In 2012 she founded and, since then she directs the on-line magazine M-arteyculturavisual.

She has contributed to the interpretation of the work of women artists in numerous individual catalogues and group shows, like Cien años en femenino, Genealogías feministas en el arte español: 1960-2010 and In-Out House. Circuitos de género y violencia en la era tecnológica.

She is the founder of M-art and Visual Culture.

== Curator ==
Like curator of exhibitions, has organised in 2001 Victoria-Encinas. Non Erectus in the Sala Alameda at Málaga, the group exhibitions Revuelta and In/Habitantes at the Centro de Arte Joven in Madrid (2002) and Extraversiones (2003) also in the Sala Alameda. In the frame of the XXV Anniversary of the Woman Institute of Studies of the UAM (2004) she organized of the feminist video-art program MICRONARRACIONES. Also she has organised the XVII edition of Circuitos 2005. Artes Plásticas y Fotografía and the exhibition of Creacion Injuve. 2011 of the Instituto de la Juventud.

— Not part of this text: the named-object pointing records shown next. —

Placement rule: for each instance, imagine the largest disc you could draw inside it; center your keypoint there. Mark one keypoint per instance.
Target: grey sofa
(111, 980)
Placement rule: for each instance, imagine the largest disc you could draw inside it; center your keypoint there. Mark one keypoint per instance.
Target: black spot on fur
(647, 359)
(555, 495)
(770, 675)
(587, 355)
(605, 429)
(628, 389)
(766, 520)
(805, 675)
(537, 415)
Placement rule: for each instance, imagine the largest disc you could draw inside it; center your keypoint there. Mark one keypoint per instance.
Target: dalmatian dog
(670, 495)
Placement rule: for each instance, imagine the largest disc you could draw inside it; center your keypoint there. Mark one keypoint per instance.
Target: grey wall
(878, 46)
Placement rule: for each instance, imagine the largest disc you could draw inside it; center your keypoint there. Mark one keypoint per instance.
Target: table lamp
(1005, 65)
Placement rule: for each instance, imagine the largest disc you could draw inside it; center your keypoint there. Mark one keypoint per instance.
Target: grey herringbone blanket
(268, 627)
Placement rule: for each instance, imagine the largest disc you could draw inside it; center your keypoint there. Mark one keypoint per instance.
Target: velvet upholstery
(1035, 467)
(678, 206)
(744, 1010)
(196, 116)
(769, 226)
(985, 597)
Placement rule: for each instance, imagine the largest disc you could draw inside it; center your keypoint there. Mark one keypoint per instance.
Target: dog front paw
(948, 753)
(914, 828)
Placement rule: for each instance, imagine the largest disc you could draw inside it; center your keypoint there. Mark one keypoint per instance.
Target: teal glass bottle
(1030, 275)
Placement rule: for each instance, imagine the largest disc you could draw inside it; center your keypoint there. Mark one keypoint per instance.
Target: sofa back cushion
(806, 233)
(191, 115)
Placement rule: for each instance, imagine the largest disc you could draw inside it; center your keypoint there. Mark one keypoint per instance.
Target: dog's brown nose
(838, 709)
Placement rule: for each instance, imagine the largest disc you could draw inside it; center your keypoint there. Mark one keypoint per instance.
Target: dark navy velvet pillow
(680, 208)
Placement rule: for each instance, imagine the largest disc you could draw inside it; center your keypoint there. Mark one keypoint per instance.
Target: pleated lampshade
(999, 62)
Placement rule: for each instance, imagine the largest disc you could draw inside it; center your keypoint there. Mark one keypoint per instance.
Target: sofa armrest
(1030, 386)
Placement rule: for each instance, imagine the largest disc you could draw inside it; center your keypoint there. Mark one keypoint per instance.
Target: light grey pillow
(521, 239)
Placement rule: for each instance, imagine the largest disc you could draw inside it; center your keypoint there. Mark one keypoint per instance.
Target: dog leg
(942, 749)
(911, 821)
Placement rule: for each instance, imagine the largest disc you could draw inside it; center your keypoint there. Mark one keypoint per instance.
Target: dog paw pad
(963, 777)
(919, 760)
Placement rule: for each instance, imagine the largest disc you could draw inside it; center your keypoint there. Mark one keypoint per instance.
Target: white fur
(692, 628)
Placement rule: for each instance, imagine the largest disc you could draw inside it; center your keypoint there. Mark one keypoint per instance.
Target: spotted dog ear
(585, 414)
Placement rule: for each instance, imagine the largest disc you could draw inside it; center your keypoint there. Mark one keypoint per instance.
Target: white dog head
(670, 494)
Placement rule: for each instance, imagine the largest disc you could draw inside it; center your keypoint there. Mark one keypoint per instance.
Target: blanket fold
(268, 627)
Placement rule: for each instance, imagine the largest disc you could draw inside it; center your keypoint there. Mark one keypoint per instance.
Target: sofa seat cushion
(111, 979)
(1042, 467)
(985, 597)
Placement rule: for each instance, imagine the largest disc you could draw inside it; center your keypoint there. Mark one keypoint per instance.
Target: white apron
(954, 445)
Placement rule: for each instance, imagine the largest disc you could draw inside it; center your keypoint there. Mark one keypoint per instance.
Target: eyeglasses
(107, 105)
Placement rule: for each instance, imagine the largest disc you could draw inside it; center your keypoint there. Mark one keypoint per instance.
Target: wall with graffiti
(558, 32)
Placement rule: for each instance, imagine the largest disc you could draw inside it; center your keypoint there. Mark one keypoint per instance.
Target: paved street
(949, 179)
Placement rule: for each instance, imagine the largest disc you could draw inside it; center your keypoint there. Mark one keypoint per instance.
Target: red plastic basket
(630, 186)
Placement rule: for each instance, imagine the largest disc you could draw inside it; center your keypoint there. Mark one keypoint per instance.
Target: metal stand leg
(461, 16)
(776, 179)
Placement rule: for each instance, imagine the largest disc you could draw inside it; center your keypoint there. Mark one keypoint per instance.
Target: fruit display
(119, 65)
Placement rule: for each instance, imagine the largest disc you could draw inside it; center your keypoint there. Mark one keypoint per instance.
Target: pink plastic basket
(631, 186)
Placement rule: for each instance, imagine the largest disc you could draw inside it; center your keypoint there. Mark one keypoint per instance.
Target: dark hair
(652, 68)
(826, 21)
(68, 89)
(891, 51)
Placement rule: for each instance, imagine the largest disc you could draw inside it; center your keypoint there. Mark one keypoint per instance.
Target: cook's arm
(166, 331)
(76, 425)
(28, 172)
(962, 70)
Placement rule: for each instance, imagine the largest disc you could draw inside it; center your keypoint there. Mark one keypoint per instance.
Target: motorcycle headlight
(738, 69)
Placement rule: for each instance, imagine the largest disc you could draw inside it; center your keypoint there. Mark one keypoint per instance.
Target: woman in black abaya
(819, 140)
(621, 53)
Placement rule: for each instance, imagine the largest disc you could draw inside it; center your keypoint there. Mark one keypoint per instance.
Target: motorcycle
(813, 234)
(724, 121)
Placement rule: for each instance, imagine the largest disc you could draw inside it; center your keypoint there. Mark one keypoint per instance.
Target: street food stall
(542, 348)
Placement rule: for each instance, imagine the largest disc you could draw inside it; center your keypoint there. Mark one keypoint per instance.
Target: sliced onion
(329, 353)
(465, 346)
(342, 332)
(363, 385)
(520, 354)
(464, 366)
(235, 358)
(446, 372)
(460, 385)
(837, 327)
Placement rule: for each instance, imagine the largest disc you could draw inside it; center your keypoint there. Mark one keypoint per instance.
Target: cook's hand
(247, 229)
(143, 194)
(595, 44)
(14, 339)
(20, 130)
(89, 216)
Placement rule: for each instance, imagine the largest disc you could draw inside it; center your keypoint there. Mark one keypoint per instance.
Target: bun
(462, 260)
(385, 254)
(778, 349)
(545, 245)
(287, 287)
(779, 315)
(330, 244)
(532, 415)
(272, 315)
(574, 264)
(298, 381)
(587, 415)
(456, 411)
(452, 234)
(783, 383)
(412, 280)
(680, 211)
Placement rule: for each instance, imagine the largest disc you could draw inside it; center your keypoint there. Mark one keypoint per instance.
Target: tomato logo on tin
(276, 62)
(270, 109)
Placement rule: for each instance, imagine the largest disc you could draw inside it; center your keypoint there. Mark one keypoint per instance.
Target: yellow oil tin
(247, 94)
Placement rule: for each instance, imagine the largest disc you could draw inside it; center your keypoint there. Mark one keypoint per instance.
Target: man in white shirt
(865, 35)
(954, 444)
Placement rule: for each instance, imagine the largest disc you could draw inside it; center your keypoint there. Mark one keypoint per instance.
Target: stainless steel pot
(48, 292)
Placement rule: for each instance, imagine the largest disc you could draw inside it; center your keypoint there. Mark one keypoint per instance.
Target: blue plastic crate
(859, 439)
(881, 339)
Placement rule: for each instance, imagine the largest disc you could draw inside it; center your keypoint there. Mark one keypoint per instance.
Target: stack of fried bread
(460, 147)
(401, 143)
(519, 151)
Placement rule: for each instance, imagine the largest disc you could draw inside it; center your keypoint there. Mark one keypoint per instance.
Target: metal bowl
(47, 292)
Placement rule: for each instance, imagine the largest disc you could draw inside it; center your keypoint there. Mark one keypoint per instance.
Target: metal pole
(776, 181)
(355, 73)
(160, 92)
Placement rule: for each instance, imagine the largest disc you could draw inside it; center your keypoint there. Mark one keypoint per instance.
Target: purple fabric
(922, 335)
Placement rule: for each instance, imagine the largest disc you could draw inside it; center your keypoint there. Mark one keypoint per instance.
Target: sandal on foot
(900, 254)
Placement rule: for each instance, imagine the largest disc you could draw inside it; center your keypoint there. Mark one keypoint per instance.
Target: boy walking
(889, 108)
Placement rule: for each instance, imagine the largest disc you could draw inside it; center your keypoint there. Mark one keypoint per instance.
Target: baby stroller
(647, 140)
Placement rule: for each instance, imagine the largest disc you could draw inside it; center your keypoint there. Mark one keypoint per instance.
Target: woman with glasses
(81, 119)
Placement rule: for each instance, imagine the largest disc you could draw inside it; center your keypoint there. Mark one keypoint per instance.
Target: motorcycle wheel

In 2015 she had curated Registros Domesticados in the space of Tabacalera (Promotion of the Art) of the Spanish Ministry of Education, Culture and Sports, in which it was exhibited the retrospective show by the Spanish artist Marisa González, this exhibition travel to the CGAC Museum in Santiago de Compostela in 2016. And a selection of the feminist work by Marisa González was shown in the Sala Amós Salvador de Logroño, España in 2019.